Eu nunca tive certeza de nada. Em especial na minha vida profissional. Eu nunca tive aquela certeza de saber o que eu ia ser quando crescesse. Eu sempre gostei de uma porção de coisas, mas nada que despertasse em mim esse sentimento que impulsiona a pessoa a seguir determinado caminho. Eu sempre amei tocar e fazer parte de uma banda, mas sinceramente nunca enxerguei a possibilidade de ser um músico profissional. Eu sempre gostei de escrever, de ler e sempre fui curioso. Mas o fator determinante para eu escolher cursar a faculdade de jornalismo foi que era o único curso de graduação que eu encontrei que não tinha nenhuma matéria relacionada a matemática. Depois cursei publicidade, cheguei a trabalhar como publicitário um tempo. Mas nunca tive o ímpeto de me especializar e talvez até mudar de cidade para conseguir um emprego melhor. Até pouco tempo atrás eu ainda não tinha essa certeza, essa paixão. Até que eu comecei a escrever com muita frequência e fui percebendo que eu realmente sou muito bom fazendo isso. Mais ainda, que eu me sinto muito bem, me divirto, me sinto livre escrevendo. E eu entendi que eu realmente amo escrever e quero viver para isso. E viver para isso inclui, obviamente, ter um retorno financeiro. Mas isso já é outro papo. Voltemos ao livro.

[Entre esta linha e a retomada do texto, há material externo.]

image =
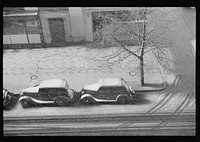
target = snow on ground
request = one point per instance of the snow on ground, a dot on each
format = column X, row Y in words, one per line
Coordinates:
column 78, row 65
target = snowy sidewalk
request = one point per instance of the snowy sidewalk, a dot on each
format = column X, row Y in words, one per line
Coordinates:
column 148, row 86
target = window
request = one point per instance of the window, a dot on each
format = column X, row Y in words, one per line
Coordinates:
column 52, row 91
column 43, row 91
column 120, row 89
column 104, row 89
column 61, row 91
column 13, row 27
column 32, row 26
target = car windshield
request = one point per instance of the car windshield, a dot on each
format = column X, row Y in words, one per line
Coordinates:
column 69, row 90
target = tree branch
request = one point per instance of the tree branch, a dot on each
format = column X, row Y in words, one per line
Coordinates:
column 125, row 47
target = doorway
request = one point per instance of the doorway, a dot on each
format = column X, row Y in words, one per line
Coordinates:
column 57, row 31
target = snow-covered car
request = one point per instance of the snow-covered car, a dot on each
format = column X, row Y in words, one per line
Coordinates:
column 108, row 90
column 7, row 96
column 52, row 91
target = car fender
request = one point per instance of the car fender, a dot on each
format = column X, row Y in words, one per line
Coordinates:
column 25, row 97
column 34, row 100
column 86, row 95
column 68, row 98
column 121, row 95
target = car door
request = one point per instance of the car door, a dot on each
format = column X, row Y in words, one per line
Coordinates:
column 104, row 93
column 43, row 94
column 52, row 93
column 62, row 92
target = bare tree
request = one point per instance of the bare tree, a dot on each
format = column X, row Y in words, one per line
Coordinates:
column 145, row 29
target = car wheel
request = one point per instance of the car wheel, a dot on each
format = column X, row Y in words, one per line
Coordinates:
column 122, row 100
column 88, row 100
column 61, row 101
column 25, row 103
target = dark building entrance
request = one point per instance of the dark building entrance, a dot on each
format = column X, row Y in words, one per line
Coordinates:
column 57, row 31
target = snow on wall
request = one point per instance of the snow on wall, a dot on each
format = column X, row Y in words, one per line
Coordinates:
column 76, row 21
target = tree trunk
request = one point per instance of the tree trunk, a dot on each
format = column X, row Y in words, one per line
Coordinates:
column 141, row 71
column 142, row 50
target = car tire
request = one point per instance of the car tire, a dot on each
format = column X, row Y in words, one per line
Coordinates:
column 88, row 100
column 122, row 100
column 61, row 101
column 25, row 103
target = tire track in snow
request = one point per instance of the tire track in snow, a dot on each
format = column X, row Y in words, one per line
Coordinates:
column 177, row 111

Em vários momentos do livro, Washington Olivetto reafirma o quanto é privilegiado por ter descoberto ainda muito jovem que sua verdadeira vocação era criar frases e conceitos para vender produtos e serviços, e o quanto isso sempre o fez tão realizado não só profissionalmente, mas também como pessoa. E não se trata aqui do discurso falso, injusto e mercantilista de que quem trabalha fazendo o que gosta nunca vai se cansar de trabalhar e tal, numa justificativa vazia para que as pessoas trabalhem além do necessário. Algo muito comum na publicidade, inclusive. Já vi muito publicitário dando palestra e falando com orgulho, em tom heroico, que a equipe ficou na agência até de madrugada, comendo pizza, pra entregar uma campanha. No livro, o próprio Olivetto diz que sempre insistiu para que todo mundo saísse da agência seis da tarde, afinal, o publicitário precisa ver filmes, conversar, ler, assistir televisão, ouvir música, enfim, viver, para ser criativo. Mas estamos desviando de novo do ponto. O que eu quero dizer é que o livro tem esse frescor de quem está se divertindo escrevendo, relembrando e contando aquelas histórias. E é isso que faz dele um livro tão bom, capaz de agradar qualquer pessoa, e não só quem se interessa ou trabalha com comunicação.

Eu já disse alguns parágrafos acima que a primeira página do livro me encantou. Isso porque Olivetto abre o livro dando uma definição tão simples e, ao mesmo tempo, tão certeira do que é a publicidade, que me abriu automaticamente um sorriso no rosto. E quando eu cheguei na última página do livro, o último parágrafo me atingiu em cheio mais uma vez. Porque diz exatamente o que eu sinto atualmente. Vou reproduzir aqui como o Washington Olivetto encerra este livro. Não se preocupe, que isso não atrapalha em nada quem quiser ler o livro todo. Neste momento, em que eu tenho certeza de que encontrei a minha voz através da escrita e tenho consciência que o escritor vem em primeiro lugar, pegando aqueles conceitinhos do Dave Grohl que citei no começo, faço minhas as palavras do Washington Olivetto ao encerrar o excelente livro Direto de Washington: “Neste texto contei e comentei a minha paixão pela leitura e pela escrita. Agora só falta dizer que desejo que você, que me leu até agora, viva mais 100 anos. E que a sua última leitura na vida seja algo que eu tenha acabado de escrever.”.